I was browsing my Facebook feed on Christmas Eve when I came across a post in the shape of Letters From The Fire’s (LFTF) new song, Worth The Pain. It’d found its way onto my feed due to comparisons to Paramore and Evanescence. Naturally, I checked it out.

The song opens with a crescendo of increasingly heavy electric guitar, something I’d associate with heavy metal. That’s not really my thing so initially, I was sceptical. However, once Alexa’s vocals burst in, I was hooked. What followed was an impressive three minutes of music, anchored through an unapologetic, ridiculously catchy opening to the chorus “Fuck you for killing my faith, thank you for walking away,” to the relatable “Who I am without you makes it worth the pain.” By the time it’d drawn to a close, I was turning over £7.99 to the iTunes store and buying the whole album, also named Worth The Pain.

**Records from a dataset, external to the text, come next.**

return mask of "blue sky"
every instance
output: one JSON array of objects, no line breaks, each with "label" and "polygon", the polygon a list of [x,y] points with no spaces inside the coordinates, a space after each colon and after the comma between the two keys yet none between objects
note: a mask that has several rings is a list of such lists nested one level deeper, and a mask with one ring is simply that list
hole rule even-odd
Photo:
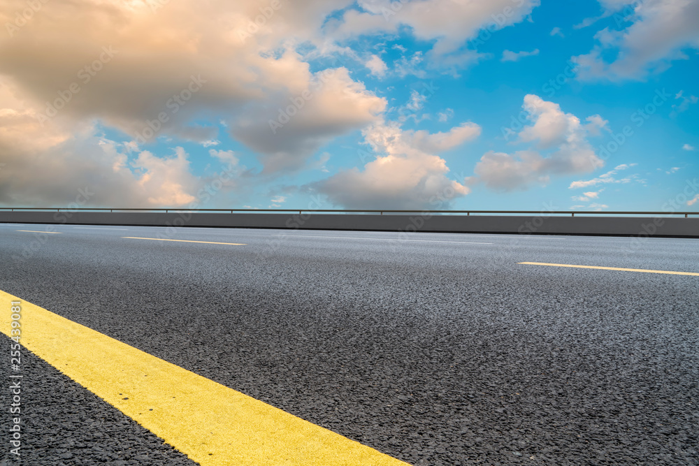
[{"label": "blue sky", "polygon": [[3,18],[0,202],[699,210],[696,2],[154,1]]}]

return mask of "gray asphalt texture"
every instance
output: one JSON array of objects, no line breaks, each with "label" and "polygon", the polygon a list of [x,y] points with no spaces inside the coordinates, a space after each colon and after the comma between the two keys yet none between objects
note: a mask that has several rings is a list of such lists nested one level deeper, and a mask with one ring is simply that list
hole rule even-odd
[{"label": "gray asphalt texture", "polygon": [[517,263],[698,240],[45,228],[0,225],[0,289],[416,466],[699,464],[699,277]]},{"label": "gray asphalt texture", "polygon": [[[5,369],[10,367],[10,342],[5,335],[0,337],[3,356],[0,362]],[[19,457],[6,447],[10,424],[5,413],[11,400],[6,388],[9,384],[3,377],[0,465],[3,459],[8,465],[27,466],[196,464],[26,349],[21,354],[22,444]]]}]

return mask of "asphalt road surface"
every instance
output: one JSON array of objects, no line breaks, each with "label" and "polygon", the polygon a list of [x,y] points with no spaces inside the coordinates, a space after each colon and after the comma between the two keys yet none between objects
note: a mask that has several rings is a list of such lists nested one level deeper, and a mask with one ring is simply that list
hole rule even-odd
[{"label": "asphalt road surface", "polygon": [[[47,228],[0,225],[0,290],[415,466],[699,464],[699,276],[520,263],[696,273],[699,240]],[[7,464],[194,464],[25,361]]]}]

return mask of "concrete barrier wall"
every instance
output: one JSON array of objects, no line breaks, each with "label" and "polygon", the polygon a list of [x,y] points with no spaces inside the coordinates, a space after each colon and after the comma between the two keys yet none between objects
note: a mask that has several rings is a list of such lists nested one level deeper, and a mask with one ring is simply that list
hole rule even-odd
[{"label": "concrete barrier wall", "polygon": [[0,223],[699,238],[699,218],[2,212]]}]

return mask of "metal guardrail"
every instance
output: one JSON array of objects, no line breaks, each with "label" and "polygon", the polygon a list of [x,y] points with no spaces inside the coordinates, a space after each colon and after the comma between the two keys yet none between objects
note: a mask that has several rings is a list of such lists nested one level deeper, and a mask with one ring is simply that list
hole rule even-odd
[{"label": "metal guardrail", "polygon": [[554,215],[568,215],[575,217],[575,214],[584,215],[684,215],[684,218],[689,218],[689,215],[699,215],[699,212],[610,212],[610,211],[585,211],[577,210],[572,212],[570,210],[429,210],[426,209],[417,209],[415,210],[345,210],[345,209],[185,209],[185,208],[166,208],[166,209],[150,209],[137,207],[133,209],[124,208],[110,208],[110,207],[0,207],[0,211],[21,212],[26,210],[43,210],[46,212],[76,212],[78,210],[92,212],[329,212],[329,213],[365,213],[365,214],[379,214],[383,215],[387,214],[415,214],[429,212],[431,214],[466,214],[467,216],[479,214],[535,214],[537,215],[554,214]]}]

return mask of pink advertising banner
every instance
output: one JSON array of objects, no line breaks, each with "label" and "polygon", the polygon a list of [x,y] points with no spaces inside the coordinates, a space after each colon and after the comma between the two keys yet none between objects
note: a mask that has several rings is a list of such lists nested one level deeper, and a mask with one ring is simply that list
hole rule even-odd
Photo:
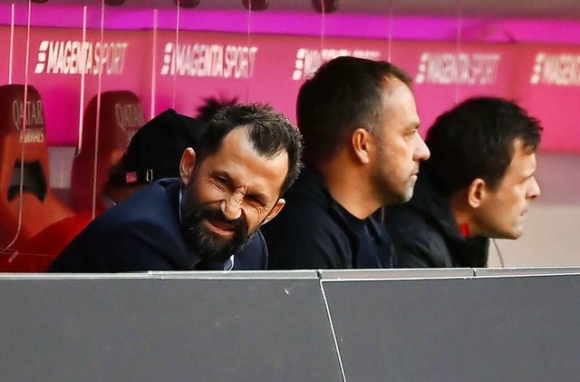
[{"label": "pink advertising banner", "polygon": [[542,149],[580,152],[580,46],[517,48],[514,98],[542,122]]},{"label": "pink advertising banner", "polygon": [[[10,29],[0,27],[3,41]],[[324,43],[324,44],[323,44]],[[26,31],[0,46],[0,75],[24,83]],[[75,145],[81,112],[102,90],[130,90],[148,117],[194,115],[208,96],[267,102],[295,121],[300,85],[338,55],[392,61],[412,77],[421,131],[474,95],[514,99],[542,121],[543,151],[580,152],[580,46],[456,44],[204,32],[33,28],[28,82],[44,104],[48,141]],[[83,84],[84,83],[84,84]]]}]

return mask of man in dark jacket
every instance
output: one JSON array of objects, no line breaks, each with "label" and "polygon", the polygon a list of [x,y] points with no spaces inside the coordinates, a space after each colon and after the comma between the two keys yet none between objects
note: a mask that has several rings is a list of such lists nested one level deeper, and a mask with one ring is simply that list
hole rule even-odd
[{"label": "man in dark jacket", "polygon": [[542,128],[514,103],[469,99],[440,115],[425,140],[413,198],[385,209],[401,268],[485,267],[488,238],[517,239]]},{"label": "man in dark jacket", "polygon": [[298,176],[300,154],[299,132],[270,107],[227,108],[197,152],[183,153],[180,180],[158,181],[108,210],[50,270],[263,269],[258,229],[284,206],[280,196]]},{"label": "man in dark jacket", "polygon": [[429,150],[411,79],[386,63],[338,57],[298,93],[306,167],[264,229],[272,269],[390,268],[382,206],[412,195]]}]

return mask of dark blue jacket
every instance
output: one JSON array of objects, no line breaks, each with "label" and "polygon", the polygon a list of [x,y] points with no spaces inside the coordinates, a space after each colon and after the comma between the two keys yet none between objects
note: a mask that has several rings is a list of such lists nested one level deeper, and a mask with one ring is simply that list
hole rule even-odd
[{"label": "dark blue jacket", "polygon": [[424,173],[410,201],[385,208],[385,226],[398,268],[482,268],[488,263],[489,240],[461,235],[449,198]]},{"label": "dark blue jacket", "polygon": [[262,229],[270,269],[392,268],[391,239],[378,216],[357,219],[331,196],[306,166],[285,206]]},{"label": "dark blue jacket", "polygon": [[[95,219],[51,264],[52,272],[195,270],[201,260],[181,234],[179,179],[162,179]],[[264,269],[267,250],[258,231],[234,257],[234,269]],[[224,264],[204,265],[223,269]]]}]

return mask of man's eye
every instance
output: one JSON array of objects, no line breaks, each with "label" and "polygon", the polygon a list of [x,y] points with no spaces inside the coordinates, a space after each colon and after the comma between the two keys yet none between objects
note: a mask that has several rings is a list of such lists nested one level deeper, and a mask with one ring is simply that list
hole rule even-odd
[{"label": "man's eye", "polygon": [[258,198],[257,196],[249,195],[247,197],[247,200],[252,204],[258,205],[258,206],[263,206],[264,205],[264,202],[262,201],[262,200],[260,198]]}]

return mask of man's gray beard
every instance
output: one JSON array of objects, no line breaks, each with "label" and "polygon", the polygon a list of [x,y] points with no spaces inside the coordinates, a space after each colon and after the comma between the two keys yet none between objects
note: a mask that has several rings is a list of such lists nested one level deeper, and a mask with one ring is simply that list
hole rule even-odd
[{"label": "man's gray beard", "polygon": [[188,236],[193,248],[198,251],[200,258],[208,261],[226,262],[232,255],[242,250],[252,240],[254,234],[234,237],[224,242],[206,232],[199,221],[195,227],[188,230]]}]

So, if you don’t know Letters From The Fire, we have Alexa Kabazie on vocals, Mike Keller and Cameron Stucky on guitar, Clayton Wages on bass and Brian Sumwalt on drums. Although this is the band’s first full-length album, it’s more a re-introduction rather than a complete debut. Founded in 2012, the band enjoyed early success in the shape of national tours with Fuel, Trapt, Non Point and Pop Evil, as well as drumming up a few rock radio hits with Zombies in the Sun and a cover of Eleanor Rigby. Though it was Alexa’s arrival that proved the turning point for the band, as founder Mike Keller outlines on LFTF’s facebook page. “We heard about this singer from Kile Odell, this producer we were working with. She was killing it on the demos we heard. We had to fly to North Carolina just to see if she could do it in person. She nailed the audition literally on the first try. Two weeks later, we already had seven songs ready to go. She’s a star in the making.”

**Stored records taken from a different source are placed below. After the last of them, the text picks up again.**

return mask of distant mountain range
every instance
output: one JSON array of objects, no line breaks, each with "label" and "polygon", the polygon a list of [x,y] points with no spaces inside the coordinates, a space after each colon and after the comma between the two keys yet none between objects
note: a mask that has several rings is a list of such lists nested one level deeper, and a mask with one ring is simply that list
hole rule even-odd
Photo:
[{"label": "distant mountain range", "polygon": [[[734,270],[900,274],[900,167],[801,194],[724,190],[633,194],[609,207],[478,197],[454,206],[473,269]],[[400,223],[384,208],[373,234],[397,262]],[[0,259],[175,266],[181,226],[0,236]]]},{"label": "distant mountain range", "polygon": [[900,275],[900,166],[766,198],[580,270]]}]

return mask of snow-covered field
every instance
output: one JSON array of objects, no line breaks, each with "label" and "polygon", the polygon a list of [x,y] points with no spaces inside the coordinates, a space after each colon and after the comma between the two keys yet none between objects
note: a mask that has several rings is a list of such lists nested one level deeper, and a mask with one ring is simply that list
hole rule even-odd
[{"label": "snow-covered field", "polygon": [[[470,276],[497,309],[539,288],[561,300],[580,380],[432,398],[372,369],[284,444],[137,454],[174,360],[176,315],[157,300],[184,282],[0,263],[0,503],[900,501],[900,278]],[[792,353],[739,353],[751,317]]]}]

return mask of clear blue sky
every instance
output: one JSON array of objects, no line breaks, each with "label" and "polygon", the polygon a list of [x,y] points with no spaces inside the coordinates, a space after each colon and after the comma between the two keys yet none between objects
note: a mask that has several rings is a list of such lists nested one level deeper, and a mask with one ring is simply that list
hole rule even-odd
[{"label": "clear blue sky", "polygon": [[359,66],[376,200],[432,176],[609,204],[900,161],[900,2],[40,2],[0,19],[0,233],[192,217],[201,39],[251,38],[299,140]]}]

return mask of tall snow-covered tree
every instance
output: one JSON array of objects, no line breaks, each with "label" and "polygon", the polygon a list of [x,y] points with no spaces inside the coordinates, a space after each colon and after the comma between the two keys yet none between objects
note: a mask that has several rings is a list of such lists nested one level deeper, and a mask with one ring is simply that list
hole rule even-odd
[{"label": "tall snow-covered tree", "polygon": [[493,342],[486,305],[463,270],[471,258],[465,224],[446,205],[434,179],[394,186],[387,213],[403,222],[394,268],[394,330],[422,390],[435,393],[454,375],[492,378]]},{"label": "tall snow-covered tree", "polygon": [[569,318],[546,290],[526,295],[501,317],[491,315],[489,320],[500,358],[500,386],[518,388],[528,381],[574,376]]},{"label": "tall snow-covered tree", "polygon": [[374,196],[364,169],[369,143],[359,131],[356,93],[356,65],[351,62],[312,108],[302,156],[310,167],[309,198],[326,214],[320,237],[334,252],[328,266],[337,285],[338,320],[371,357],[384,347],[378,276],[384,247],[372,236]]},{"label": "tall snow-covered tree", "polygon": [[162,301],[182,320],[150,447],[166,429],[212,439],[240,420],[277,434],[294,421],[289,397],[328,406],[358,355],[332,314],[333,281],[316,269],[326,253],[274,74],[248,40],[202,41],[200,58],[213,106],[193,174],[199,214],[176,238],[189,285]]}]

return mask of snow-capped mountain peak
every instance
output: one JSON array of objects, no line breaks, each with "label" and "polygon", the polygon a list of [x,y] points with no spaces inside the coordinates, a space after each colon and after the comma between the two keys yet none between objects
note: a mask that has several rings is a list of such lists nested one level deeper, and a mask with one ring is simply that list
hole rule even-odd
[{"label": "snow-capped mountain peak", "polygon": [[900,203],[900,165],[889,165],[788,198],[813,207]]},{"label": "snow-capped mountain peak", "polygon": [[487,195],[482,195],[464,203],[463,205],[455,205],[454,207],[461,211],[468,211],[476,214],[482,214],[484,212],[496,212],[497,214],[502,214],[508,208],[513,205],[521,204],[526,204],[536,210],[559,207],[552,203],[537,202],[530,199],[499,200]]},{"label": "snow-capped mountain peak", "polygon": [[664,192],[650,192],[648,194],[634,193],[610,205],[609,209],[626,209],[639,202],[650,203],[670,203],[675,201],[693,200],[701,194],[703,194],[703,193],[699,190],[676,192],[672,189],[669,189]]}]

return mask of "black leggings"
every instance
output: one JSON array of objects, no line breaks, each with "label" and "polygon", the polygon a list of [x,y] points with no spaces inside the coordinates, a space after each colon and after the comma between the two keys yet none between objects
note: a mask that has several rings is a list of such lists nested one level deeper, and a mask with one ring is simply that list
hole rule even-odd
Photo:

It all kicks off with Perfect Life, a track bursting with energy capped with a corker of a solo from Keller, and concludes with the heavier One Foot In The Grave, while the tracklist in between is packed with an impressively diverse mix of songs and forgive me for going holiday commercial voiceover man on you, “There is something for everyone.”

One of the record’s greatest assets, it’s not just an immensely enjoyable listen bristling with fantastic energy. So much of it is relatable. On the band’s Facebook page, Keller says: “The record is full of stories. And this is the first time I really felt something lyrically when we were writing the record. Alexa actually says what she means. Her songs actually have helped me get through a lot of my own personal shit.” There’s multiple tracks I can think of that you could pump out on full volume and just forget the world after a shitty day.

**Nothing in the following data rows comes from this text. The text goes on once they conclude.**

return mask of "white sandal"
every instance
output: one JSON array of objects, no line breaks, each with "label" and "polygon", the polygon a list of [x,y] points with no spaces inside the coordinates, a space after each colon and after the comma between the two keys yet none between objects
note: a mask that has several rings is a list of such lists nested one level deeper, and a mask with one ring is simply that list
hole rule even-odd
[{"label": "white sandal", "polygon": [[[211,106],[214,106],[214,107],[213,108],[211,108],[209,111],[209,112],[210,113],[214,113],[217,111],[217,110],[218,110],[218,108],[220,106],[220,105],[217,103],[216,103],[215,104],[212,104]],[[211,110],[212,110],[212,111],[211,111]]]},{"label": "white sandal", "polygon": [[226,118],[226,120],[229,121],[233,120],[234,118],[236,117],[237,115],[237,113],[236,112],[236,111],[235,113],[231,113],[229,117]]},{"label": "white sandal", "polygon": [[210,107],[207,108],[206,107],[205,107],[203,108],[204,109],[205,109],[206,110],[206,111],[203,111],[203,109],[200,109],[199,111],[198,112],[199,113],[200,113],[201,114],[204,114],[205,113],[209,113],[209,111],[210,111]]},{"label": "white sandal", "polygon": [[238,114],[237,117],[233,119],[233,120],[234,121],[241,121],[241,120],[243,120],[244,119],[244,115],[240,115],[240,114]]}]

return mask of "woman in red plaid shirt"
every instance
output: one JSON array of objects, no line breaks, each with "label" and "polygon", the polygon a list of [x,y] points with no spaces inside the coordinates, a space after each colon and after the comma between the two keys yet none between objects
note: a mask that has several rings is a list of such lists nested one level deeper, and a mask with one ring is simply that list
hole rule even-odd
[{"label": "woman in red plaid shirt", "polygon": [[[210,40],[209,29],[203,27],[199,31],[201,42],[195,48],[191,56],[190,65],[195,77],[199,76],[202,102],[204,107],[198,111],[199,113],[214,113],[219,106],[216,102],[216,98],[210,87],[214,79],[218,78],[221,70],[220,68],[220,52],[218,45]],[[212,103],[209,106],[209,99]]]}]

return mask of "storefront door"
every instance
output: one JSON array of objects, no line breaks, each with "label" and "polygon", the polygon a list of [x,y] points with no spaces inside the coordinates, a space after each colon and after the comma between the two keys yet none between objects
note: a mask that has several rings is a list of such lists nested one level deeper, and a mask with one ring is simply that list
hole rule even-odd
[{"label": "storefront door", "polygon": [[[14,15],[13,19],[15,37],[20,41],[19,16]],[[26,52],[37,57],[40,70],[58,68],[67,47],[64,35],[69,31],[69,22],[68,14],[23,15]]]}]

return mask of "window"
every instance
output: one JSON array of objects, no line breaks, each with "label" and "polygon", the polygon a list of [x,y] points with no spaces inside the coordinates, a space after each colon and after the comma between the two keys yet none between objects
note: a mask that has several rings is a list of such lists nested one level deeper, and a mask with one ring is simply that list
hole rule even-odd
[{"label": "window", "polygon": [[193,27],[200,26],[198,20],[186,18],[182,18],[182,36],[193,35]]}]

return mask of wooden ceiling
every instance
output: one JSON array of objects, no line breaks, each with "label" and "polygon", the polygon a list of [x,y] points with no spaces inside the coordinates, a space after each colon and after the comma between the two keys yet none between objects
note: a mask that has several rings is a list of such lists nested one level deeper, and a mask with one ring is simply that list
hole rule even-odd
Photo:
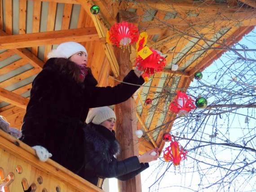
[{"label": "wooden ceiling", "polygon": [[[94,1],[94,2],[93,2]],[[92,5],[101,9],[90,13]],[[168,109],[174,93],[188,87],[203,71],[256,25],[254,0],[0,0],[0,115],[20,129],[31,82],[46,56],[61,43],[81,43],[98,86],[112,86],[119,75],[106,31],[122,20],[149,35],[147,45],[163,53],[167,65],[136,93],[138,129],[145,133],[140,152],[163,148],[163,134],[177,117]],[[135,45],[130,61],[136,57]],[[177,71],[172,66],[179,65]],[[153,100],[151,107],[146,99]],[[156,128],[157,128],[156,129]]]}]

One of the standouts is the slower, rawer, At War. For anyone who’s fallen on rougher times, it’s hard not to relate to powerful, gut-wrenching vocals including “I pray to God for angels he’ll never send”, “I’ve been a solider in every battle but my own”, and “Only surviving never living, I’ve never had a life worth living.”

Give In To Me is another that’s racking up on the play counts, thumping with heavy guitar and oozing with what’s almost a sultry quality. It focuses upon a person with addiction, goading them to “give in to me” as “I was made to set you free, a dose of me is all you need”. It throbs with that energy LFTF have, blends heavy guitar, Kabazie’s vocals and Sumwalt’s pounding drums to terrific effect.

Worth The Pain shifts up and down the gears, blending heavier, more aggressive tracks such as Live A Lie, Worth The Pain and Holy Ghost, boosted by a thumping bass from Wages and male vocals roaring “Wake up”, to impressively, slower tracks such as At War and Bruised, which sums up just how love can suck.

Trekking back to the band’s Facebook page one last time, Keller summarises: “There were times we were so close to giving up and moving on. At the end of the day, it’s been worth the struggle and the fight to do this.” If Worth The Pain is a sign of things to come, it bodes an exciting new beginning for LFTF. I really can’t wait to see what else these guys have up their sleeve.

Worth The Pain twists and turns in ways I didn’t quite expect. From track one to track thirteen, it’s clear that it’s not just Kabazie who is a star in the making. This is a band that could be set for a very bright future indeed. Worth the pain? As my play counts rise by the day, I can tell you it’s worth the purchase.